Born into a wealthy family in Rome, Pope Paschal I was elected to lead the Roman Catholic Church just one day after the death of his predecessor, Stephen IV. He entered his high office at a time when Rome was deeply unsettled politically with numerous factions competing for power and influence.
Pope Paschal I quick facts:
- Born: Lazio, Italy. Date unknown.
- Birth Name: Pascale Massimi
- Died: 11 February 824
- Papacy Began: 25 January 817
- Papacy Ended: 11 February 824
- Successor: Pope Eugene II
Pope Lucius I was born to Bonosus and Episcopa Theodora in Lazio. His parents were of the wealthy Massimi family. When young Pascale grew to manhood, he took the orders of a Catholic priest.
Probably thanks to his wealthy family and powerful connections, Pope Leo III appointed Pascale to be the leader of the St. Stephen of the Abyssinians monastery. One of the primary functions of this abbey was to take in pilgrims coming to Rome. Many of these were refugees from the Byzantine Empire.
Pascale rose upward quickly in the ranks of the church. He was elevated to the position of Cardinal of Santa Prassede by Leo III.
Elevation to Pope
Pascale Massimi was selected as the next Pope by the College of Cardinals on January 25, 817. It was the day after Pope Stephen IV died. This happened even though Emperor Louis the Pious had yet to sanction the move. At the time, the Catholic Church was beholden to the Frankish Empire.
However, the new pope was able to smooth things over and win the approval of the Frankish Emperor to secure his position. Pope Paschal I explained that his hasty elevation was necessary because of the shaky nature of the political situation in Rome at the time.

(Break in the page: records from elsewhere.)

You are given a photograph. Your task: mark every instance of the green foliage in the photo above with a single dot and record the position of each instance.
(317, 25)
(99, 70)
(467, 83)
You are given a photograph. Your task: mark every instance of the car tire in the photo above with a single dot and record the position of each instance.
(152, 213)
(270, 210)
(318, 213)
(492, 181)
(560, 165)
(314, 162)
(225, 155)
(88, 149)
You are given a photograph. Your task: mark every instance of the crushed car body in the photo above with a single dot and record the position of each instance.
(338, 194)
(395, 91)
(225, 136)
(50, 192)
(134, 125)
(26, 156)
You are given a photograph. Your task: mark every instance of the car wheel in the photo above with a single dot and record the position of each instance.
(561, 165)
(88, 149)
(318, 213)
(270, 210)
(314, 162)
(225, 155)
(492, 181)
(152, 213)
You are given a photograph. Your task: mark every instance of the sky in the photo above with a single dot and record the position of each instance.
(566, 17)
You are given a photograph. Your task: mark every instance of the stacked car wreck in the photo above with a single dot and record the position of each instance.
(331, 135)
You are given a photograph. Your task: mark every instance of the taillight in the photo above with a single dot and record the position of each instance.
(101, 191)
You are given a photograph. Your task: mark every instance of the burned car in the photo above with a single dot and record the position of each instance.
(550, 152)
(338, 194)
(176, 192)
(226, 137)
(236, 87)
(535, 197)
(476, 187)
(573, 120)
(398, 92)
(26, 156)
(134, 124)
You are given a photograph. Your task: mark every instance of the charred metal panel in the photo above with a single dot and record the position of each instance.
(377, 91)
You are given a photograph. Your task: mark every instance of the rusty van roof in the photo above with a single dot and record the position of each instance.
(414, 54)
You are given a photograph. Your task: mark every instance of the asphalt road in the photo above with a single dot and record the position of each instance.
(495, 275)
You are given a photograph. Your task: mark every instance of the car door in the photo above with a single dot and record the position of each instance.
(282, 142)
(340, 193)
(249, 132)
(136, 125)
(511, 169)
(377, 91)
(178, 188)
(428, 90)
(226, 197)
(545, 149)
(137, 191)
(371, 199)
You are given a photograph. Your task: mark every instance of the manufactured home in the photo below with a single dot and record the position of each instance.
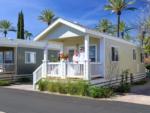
(105, 56)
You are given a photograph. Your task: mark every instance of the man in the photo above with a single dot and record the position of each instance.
(81, 55)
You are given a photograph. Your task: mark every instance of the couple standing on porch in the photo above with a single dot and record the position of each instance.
(79, 57)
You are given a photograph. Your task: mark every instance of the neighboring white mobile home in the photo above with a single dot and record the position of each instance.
(105, 56)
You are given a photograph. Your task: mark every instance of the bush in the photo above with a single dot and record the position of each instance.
(123, 88)
(68, 86)
(78, 88)
(141, 82)
(100, 92)
(24, 80)
(4, 83)
(73, 87)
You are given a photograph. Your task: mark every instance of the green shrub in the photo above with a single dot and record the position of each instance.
(24, 80)
(123, 88)
(78, 88)
(100, 92)
(141, 82)
(68, 86)
(4, 83)
(72, 87)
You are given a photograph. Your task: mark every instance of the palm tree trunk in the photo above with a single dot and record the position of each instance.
(5, 33)
(118, 26)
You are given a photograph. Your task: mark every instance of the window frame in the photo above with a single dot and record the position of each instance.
(96, 60)
(30, 52)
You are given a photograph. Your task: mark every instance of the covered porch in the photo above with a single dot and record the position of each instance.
(73, 37)
(91, 68)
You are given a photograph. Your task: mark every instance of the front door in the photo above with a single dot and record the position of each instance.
(6, 60)
(71, 53)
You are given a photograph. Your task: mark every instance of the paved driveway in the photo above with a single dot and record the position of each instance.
(18, 101)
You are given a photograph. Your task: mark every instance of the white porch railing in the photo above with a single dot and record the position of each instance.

Major Issues of Pope Paschal I Reign
Like several of his predecessors, the new Pope spent much of his time dealing with the issue of iconoclasm. Those who supported iconoclasm believed that all statues and images of religious figures should be destroyed based on the passage from the Bible’s Book of Exodus that warns against “graven images.”
The Byzantine Empire was a proponent of iconoclasm while the Roman Catholic Church took the opposite view. The Church held that statues of such figures as the Virgin Mary, Jesus and saints were important touchstones for the people of the church.

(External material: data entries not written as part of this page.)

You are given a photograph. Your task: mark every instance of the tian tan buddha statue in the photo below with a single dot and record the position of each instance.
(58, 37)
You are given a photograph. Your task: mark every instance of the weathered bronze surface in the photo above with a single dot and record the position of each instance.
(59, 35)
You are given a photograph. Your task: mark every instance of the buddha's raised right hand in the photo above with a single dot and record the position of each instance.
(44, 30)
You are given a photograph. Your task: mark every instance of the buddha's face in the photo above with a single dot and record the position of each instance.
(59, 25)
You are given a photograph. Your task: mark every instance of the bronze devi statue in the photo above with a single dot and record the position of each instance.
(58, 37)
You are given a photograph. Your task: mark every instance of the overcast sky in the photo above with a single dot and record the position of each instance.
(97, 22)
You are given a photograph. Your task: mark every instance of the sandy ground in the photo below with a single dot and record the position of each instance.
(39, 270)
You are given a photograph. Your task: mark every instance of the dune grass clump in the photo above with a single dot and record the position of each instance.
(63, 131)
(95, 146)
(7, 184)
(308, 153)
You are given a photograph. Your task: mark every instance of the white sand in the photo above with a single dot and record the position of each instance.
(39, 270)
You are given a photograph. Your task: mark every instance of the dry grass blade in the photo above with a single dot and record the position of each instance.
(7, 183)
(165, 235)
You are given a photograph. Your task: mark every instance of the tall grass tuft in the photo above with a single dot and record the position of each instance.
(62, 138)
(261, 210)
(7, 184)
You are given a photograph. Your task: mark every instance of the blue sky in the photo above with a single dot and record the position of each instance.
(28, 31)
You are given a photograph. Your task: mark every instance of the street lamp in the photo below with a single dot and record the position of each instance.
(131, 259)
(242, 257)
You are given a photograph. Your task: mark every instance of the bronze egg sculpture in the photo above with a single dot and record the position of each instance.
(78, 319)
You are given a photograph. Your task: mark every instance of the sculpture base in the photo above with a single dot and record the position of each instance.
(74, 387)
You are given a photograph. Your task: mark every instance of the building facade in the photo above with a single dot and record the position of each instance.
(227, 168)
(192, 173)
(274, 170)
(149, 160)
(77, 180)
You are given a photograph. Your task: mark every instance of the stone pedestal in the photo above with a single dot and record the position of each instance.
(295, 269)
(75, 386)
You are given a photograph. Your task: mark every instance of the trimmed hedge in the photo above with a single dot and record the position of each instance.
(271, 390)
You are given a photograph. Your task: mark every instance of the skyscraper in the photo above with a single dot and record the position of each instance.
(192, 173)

The issue of iconoclasm resulted in an ongoing cold war with the Byzantine Empire which represented the Easter Orthodox faction of the Catholic faith. That cold war frequently broke out into hot wars.

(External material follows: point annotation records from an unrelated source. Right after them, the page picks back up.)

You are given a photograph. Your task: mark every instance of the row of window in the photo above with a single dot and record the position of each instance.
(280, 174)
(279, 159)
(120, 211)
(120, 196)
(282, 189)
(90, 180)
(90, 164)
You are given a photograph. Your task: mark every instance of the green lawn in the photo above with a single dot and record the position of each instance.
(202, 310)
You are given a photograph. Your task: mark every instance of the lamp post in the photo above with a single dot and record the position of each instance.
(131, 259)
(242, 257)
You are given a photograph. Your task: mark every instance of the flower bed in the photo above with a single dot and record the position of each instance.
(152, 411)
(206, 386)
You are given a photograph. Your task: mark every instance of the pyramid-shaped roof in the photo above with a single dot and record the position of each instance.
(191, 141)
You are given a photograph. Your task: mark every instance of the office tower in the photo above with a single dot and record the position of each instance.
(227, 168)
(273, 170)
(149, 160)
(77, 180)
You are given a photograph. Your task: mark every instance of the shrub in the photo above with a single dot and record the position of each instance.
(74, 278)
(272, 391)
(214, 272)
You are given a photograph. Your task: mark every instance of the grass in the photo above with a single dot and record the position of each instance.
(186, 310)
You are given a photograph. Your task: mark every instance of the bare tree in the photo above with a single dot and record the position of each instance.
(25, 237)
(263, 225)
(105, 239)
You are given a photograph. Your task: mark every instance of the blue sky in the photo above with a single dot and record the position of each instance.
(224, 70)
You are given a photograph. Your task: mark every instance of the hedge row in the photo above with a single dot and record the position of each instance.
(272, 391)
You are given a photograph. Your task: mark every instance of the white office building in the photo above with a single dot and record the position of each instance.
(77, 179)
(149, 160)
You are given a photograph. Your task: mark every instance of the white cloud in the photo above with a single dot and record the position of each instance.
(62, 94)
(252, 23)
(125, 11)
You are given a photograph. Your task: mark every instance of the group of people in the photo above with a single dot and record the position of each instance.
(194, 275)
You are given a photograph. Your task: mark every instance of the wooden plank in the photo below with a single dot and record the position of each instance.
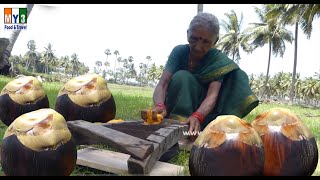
(84, 132)
(104, 160)
(163, 139)
(115, 162)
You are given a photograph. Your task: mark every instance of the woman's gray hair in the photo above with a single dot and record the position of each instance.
(207, 20)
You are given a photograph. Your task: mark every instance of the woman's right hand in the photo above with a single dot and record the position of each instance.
(160, 110)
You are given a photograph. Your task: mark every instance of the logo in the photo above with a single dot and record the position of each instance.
(15, 18)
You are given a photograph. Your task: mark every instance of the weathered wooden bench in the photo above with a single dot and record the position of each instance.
(140, 146)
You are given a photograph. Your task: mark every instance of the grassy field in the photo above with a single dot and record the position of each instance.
(130, 100)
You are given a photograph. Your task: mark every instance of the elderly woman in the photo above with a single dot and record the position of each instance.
(200, 82)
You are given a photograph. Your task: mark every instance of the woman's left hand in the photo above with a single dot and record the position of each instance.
(194, 125)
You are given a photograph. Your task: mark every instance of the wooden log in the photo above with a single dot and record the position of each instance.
(117, 163)
(163, 139)
(84, 132)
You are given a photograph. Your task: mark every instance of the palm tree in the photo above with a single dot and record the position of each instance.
(268, 32)
(116, 52)
(48, 58)
(32, 55)
(230, 42)
(5, 54)
(296, 14)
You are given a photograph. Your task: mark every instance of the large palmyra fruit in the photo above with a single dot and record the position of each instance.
(38, 143)
(21, 95)
(228, 146)
(86, 97)
(289, 146)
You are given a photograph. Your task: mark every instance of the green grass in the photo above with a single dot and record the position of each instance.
(130, 100)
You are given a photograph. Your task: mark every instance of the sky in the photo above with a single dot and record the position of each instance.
(142, 30)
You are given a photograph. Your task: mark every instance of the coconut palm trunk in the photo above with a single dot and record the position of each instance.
(4, 61)
(293, 82)
(268, 69)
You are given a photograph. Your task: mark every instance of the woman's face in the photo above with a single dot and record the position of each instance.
(200, 40)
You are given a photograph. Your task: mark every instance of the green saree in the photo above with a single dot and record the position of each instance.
(187, 89)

Crowning of Lothair I as King of Italy
Pope Paschal I crowned Lothair I as King of Italy. Lothair was the grandson of Charlemagne the Great, Emperor of the Franks. The aforementioned Louis the Pious was the son of Charlemagne and the father of Lothair.
Pope Paschal I undertook a number of ambitious construction projects. He commissioned the building of three of Rome’s most historic basilicas. These are Santa Prassede, Santa Cecilia in Trastevere and Santa Maria in Domnica. Additionally, Pope Pachal ordered major renovations to the Basilica of Santa Maria Maggiore.
It is significant to note that Pope Paschal I leveraged major church building projects to solidify and extend the authority of the Church as a bona fide independent state.
Controversy After Death
When Pope Paschal I died in 824, the Roman Curia denied him the honor of burial in St. Peter Basilica where all popes are interred. They cited his “harsh treatment” of Roman citizens. He was placed instead in the church he built, Santa Prassede.
Elevation to Saint
It took well more than 500 years, but Pope Paschal I finally achieved sainthood in the late 16th Century. The Feast Day of Saint of St. Paschal is celebrated on February 11 of the Roman Calendar.